Aus Offenburger Sicht folgerichtig machte man sich daher Gedanken über eine Eingemeindung: 1926 verfasste Stadtrat Georg Monsch ein Diskussionspapier, das die Entwicklungslinie der Stadt in Richtung Ortenberg sah. Im Wege einer Vereinigung käme so auch die nach Ortenberg „geflüchtete“ Glasplakatefabrik Boos & Hahn wieder unter Offenburger Fittiche, eine dauerhaft einzurichtende Schlossbeleuchtung wurde ins Spiel gebracht und mit dem Erwerb des „heute verkäuflichen“ Schlossbesitzes geliebäugelt (D’r altOffeburger, 25. Juli 1926).
Im Gemeindearchiv findet sich jedoch kein Nachweis über eine Ortenberger Reaktion auf dieses Gedankenspiel.
Konkreter wurde es dann einige Jahre später: Das Bezirksamt (heute Landratsamt) forderte die Gemeinde Ortenberg Ende Juli 1935 auf, zur Frage einer Vereinigung mit der Stadt Offenburg Stellung zu nehmen. Bereits fünf Tage später wurde dies im Gemeinderat behandelt. Die Antwort war knapp aber unmissverständlich:
„Die Gemeinde ist … nicht bereit, sich mit der Stadt Offenburg zu vereinigen.“ Versehen mit dem seinerzeit üblichen Gruß ging ein inhaltsgleiches Schreiben auch an den Kreisleiter der NSDAP und Oberbürgermeister der Stadt Offenburg.
Die Ortenberger waren sich also einig, dass ihr Dorf trotz einer expandierenden Stadt Offenburg eine Zukunft hat. Doch dass man sich diesem Sog in der Zeit des rapiden Wandels der sozialen Strukturen in der Nachkriegszeit nicht mehr so einfach entziehen und das Thema mit einem einzigen Satz wegwischen konnte, sollte die Gemeindereform 35 Jahre später zeigen.
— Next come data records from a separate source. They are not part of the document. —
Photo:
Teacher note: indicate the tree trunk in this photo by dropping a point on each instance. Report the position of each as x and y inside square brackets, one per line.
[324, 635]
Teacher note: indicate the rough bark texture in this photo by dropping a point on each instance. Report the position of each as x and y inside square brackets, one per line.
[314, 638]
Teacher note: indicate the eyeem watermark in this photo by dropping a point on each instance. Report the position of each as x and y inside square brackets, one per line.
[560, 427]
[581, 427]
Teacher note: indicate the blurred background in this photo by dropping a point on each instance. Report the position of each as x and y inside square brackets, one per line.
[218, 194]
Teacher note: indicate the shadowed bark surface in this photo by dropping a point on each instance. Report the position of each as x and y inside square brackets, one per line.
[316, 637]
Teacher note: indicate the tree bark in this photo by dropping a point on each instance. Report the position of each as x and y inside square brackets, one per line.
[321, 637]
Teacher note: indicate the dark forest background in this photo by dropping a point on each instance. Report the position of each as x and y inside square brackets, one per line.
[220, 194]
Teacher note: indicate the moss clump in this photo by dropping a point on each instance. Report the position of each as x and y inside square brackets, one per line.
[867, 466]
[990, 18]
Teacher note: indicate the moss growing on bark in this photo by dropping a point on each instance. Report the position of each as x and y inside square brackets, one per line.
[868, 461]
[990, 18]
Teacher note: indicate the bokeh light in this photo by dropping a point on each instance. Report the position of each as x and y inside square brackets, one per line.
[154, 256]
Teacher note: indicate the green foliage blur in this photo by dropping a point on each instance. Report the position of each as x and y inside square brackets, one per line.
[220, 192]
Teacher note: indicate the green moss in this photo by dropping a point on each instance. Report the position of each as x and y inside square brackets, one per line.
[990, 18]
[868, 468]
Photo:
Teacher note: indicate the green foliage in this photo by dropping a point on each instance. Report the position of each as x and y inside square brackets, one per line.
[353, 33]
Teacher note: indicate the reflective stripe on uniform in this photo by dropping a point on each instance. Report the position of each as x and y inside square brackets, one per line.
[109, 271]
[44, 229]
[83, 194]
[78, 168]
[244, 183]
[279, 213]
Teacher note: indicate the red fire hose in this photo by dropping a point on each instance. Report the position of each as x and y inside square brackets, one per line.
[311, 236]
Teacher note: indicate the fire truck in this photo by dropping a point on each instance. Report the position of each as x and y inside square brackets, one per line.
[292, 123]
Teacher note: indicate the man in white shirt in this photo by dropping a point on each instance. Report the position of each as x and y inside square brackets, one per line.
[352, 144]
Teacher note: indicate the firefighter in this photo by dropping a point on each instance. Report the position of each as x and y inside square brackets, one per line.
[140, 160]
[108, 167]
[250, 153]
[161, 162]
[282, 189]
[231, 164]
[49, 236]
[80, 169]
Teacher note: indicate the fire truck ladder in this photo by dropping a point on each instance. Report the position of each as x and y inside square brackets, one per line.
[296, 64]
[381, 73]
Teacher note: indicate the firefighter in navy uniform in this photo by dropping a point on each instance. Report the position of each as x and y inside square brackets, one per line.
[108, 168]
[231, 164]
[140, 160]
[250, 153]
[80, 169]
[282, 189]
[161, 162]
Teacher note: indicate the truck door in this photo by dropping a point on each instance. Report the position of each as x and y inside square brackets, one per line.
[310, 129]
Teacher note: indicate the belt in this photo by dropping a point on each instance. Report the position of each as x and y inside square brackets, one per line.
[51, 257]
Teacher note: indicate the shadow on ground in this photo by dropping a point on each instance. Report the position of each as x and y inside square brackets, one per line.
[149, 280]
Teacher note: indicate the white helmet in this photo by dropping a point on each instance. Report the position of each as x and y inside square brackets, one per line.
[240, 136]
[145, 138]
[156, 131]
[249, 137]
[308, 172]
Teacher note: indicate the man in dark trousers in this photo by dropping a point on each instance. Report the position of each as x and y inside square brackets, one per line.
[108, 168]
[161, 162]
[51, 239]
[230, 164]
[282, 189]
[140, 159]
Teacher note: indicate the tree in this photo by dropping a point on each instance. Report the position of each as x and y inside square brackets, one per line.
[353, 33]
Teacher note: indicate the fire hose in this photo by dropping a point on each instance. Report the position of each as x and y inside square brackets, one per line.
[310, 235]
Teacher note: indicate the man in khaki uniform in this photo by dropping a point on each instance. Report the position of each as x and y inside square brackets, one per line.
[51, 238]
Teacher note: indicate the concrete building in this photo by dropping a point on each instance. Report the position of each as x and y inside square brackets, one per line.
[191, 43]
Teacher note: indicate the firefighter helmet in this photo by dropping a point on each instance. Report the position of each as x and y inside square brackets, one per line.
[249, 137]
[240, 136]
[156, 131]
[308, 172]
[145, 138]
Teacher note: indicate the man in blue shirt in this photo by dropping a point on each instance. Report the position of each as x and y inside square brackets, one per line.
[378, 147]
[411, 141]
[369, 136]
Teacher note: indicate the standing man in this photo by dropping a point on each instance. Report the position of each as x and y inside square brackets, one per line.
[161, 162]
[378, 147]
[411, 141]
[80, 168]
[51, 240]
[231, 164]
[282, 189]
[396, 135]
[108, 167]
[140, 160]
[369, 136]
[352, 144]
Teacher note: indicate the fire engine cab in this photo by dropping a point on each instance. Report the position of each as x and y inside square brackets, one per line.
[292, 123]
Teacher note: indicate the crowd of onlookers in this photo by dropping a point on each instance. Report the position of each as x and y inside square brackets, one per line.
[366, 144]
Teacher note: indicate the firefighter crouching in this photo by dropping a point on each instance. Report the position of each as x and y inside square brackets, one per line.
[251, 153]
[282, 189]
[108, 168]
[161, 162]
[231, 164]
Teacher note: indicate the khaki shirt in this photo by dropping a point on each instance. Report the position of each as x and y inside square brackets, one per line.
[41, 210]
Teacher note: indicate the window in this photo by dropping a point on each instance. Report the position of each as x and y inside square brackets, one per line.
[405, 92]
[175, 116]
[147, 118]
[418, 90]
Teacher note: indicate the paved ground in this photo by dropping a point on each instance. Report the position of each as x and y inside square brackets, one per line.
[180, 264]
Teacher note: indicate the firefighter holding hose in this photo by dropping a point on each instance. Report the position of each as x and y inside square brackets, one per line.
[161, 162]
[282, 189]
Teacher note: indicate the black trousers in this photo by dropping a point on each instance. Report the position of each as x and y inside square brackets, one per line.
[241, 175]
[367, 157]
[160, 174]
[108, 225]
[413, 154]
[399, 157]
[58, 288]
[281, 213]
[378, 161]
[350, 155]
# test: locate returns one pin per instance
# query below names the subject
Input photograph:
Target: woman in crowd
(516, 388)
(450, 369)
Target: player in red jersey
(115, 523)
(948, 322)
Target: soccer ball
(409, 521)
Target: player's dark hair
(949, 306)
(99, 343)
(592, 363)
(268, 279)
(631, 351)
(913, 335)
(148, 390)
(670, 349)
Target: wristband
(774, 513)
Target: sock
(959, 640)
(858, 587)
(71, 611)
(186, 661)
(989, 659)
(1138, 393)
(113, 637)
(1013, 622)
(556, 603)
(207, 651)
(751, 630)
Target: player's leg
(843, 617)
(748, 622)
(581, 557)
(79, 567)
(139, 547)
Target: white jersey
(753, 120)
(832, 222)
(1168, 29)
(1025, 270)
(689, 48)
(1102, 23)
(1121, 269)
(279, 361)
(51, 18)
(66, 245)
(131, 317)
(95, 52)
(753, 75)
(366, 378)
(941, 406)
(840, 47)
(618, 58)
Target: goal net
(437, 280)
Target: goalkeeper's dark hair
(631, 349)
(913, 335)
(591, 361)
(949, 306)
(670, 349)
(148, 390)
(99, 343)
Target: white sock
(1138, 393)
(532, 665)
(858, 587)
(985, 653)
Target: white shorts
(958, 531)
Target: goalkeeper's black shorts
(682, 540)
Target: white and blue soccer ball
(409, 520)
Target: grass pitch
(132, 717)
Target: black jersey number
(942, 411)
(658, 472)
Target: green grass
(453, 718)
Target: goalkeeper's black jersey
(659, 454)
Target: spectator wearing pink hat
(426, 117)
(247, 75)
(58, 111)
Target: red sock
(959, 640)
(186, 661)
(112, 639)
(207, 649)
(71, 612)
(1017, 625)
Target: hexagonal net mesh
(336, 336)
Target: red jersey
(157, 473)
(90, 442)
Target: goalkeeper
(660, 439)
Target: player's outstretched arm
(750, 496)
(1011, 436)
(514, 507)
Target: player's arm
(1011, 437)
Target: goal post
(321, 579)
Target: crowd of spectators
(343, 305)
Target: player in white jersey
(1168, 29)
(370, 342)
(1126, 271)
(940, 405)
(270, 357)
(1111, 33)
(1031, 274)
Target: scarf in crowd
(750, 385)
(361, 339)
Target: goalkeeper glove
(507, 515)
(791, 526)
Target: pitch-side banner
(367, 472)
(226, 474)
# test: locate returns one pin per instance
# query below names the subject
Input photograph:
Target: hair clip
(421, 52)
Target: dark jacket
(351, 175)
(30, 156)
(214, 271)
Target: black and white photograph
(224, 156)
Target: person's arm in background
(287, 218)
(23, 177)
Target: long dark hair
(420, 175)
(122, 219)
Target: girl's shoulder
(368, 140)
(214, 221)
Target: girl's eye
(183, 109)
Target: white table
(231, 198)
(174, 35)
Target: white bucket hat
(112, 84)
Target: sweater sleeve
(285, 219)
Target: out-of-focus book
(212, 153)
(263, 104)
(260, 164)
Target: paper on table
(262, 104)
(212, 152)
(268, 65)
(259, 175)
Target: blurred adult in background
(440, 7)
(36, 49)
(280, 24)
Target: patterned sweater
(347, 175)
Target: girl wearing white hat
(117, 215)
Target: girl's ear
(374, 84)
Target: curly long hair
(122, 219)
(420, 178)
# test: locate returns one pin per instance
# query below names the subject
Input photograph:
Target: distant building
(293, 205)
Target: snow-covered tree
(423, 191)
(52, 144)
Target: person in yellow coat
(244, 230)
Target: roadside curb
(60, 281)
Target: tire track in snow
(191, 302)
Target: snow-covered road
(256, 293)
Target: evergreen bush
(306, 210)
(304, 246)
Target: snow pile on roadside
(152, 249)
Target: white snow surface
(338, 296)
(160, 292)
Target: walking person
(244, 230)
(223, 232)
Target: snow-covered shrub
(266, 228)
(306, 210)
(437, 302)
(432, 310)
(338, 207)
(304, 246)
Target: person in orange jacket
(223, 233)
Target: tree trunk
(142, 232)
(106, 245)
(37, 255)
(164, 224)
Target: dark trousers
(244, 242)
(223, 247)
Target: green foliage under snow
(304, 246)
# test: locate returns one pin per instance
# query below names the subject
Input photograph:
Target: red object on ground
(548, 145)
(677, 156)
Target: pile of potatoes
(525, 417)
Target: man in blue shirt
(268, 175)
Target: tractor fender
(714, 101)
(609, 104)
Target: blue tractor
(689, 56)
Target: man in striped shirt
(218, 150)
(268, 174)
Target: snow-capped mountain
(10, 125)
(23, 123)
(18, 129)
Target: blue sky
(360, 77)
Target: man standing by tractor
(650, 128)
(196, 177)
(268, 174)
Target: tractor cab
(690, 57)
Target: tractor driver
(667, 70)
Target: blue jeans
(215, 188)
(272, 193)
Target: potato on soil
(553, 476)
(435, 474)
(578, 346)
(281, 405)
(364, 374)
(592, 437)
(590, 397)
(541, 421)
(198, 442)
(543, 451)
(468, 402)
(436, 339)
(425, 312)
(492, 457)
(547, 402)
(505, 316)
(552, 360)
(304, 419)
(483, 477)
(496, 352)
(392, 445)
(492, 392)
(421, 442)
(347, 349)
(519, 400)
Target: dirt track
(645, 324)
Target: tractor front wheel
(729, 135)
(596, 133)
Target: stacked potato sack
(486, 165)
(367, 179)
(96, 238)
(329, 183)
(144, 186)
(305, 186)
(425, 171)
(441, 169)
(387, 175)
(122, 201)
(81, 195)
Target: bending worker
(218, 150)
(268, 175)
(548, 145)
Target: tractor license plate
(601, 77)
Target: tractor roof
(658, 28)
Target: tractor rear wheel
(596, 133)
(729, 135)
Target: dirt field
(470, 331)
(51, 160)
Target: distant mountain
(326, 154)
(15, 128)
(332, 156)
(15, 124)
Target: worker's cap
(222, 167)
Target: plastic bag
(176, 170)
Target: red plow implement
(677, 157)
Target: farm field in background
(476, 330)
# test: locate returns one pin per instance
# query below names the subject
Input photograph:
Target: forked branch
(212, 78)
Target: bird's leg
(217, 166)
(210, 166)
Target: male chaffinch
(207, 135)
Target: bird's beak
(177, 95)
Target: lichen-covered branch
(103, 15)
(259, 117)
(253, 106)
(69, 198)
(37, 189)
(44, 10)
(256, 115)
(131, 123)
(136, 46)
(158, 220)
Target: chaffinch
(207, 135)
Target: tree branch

Am Muttertag vor 50 Jahren stand der junge Ortenberger Bürgermeister Hermann Litterst immer noch etwas unter Strom: Die Medienlandschaft berichtete nach wie vor über die Zielplanung und es schien ein wenig der Unterton mitzuschwingen, dass man mit der selbstständigen Zukunft Ortenbergs nicht ganz einherging. Zwar lassen Zeitzeugenberichte vermuten, dass sich zumindest der Offenburger Gemeinderat damit abgefunden hatte, so ganz sicher war sich Litterst aber nicht. Aus diesem Grund hatte er bereits Ende April 1973 einen Termin bei Innenminister Schiess angefragt, da er mitbekommen hatte, dass auch der Offenburger Oberbürgermeister Heitz bei jenem vorgesprochen habe. Ihm stehe schließlich dasselbe Recht zu.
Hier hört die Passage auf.